Re: [whatwg/dom] Add a way to identify Abort errors originating from controllers (Issue #1033)

@domenic Checking the error is not sufficient if you don't control the `signal`. When you expose an API that takes a `signal`, you no longer control it. Eg. for this, you now[^1] need to check the `signal` to safely drop retries:

```js
export async function retryableGetBlob(url, { signal, retries } = {}) {
  try {
    const res = await fetch(url, { signal });

    if (res.status !== 200 && res.status !== 204) {
       throw new BadResponseError(res.status);
    }

    return await res.blob();
  }
  catch (err) {
    if (signal?.aborted) {
      throw signal.reason !== undefined ? signal.reason : new DOMException('User abort', 'AbortError');
    }

    if (!retries || isFatalError(err)) {
      recordUpstreamFailureMetric(err);
      throw err;
    }

    // retry on soft errors

    return retryableGetJson(url, { signal, retries: retries - 1 });
  }
}
```

Here you don't want to call `recordUpstreamFailureMetric()` on API caller aborts, no matter how it is aborted. Additionally without the guard, an `ac.abort(/* <something that looks like a soft error> */)` would repeatedly call `fetch` with an aborted `signal` until `retries === 0`.

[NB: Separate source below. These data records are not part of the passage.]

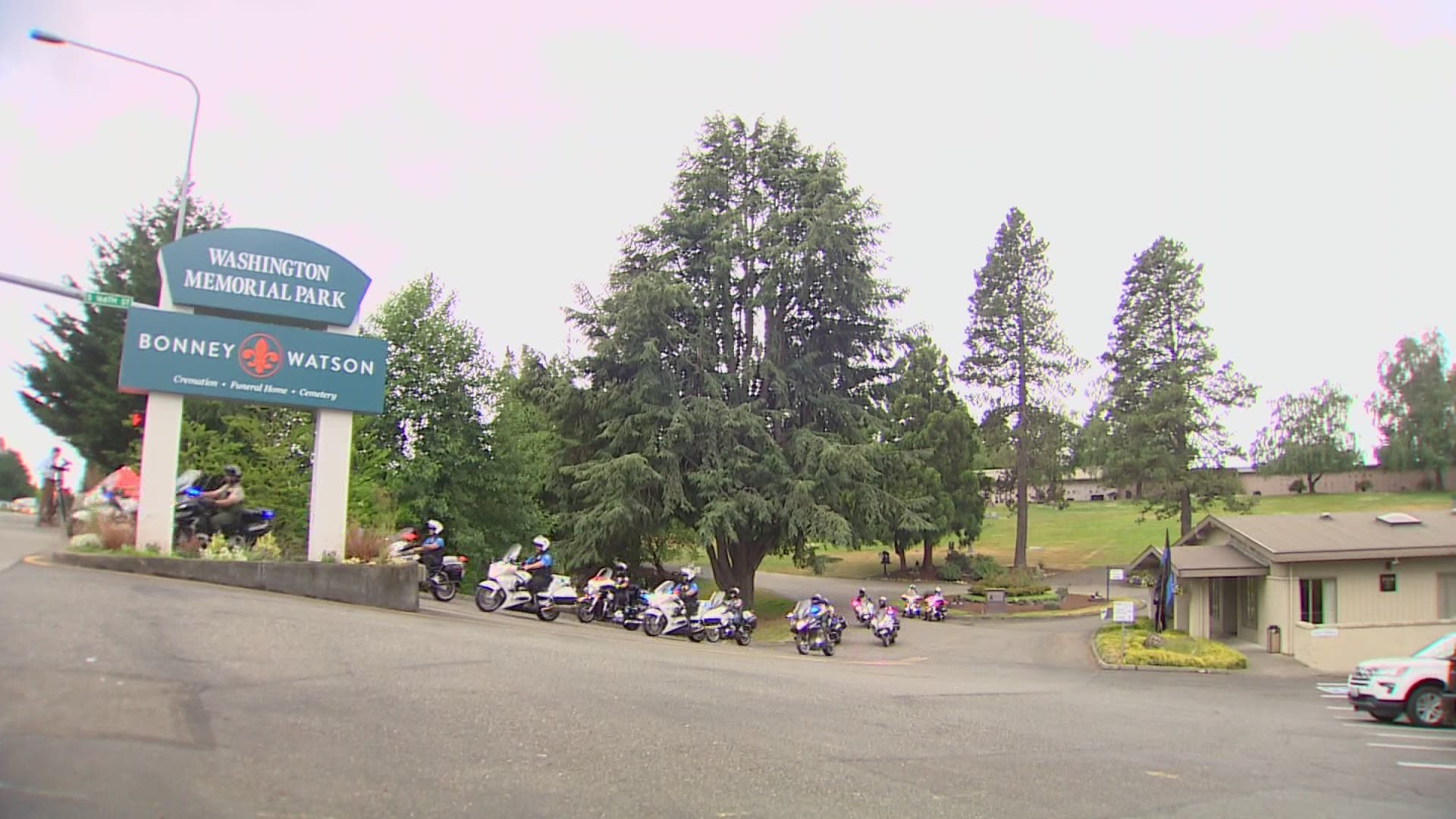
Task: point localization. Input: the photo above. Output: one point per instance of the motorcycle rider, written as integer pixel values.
(539, 567)
(433, 550)
(226, 499)
(686, 591)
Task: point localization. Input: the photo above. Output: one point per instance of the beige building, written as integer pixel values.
(1335, 588)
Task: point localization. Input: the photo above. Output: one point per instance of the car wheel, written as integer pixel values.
(1424, 706)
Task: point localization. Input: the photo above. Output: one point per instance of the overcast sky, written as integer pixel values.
(1302, 150)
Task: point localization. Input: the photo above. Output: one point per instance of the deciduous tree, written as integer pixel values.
(72, 390)
(1416, 407)
(1308, 436)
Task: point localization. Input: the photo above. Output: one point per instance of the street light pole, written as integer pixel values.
(162, 425)
(197, 108)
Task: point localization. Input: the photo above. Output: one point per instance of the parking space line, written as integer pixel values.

This is probably how it should be, and I like the power that `signal.reason` provides the `AbortController` owner. It just means that API providers will need to check `signal.aborted` *before* checking the error when calling an API with a forwarded `signal`. Similar to how API providers need to check `signal.aborted` after calls to async methods that don't support cancellations.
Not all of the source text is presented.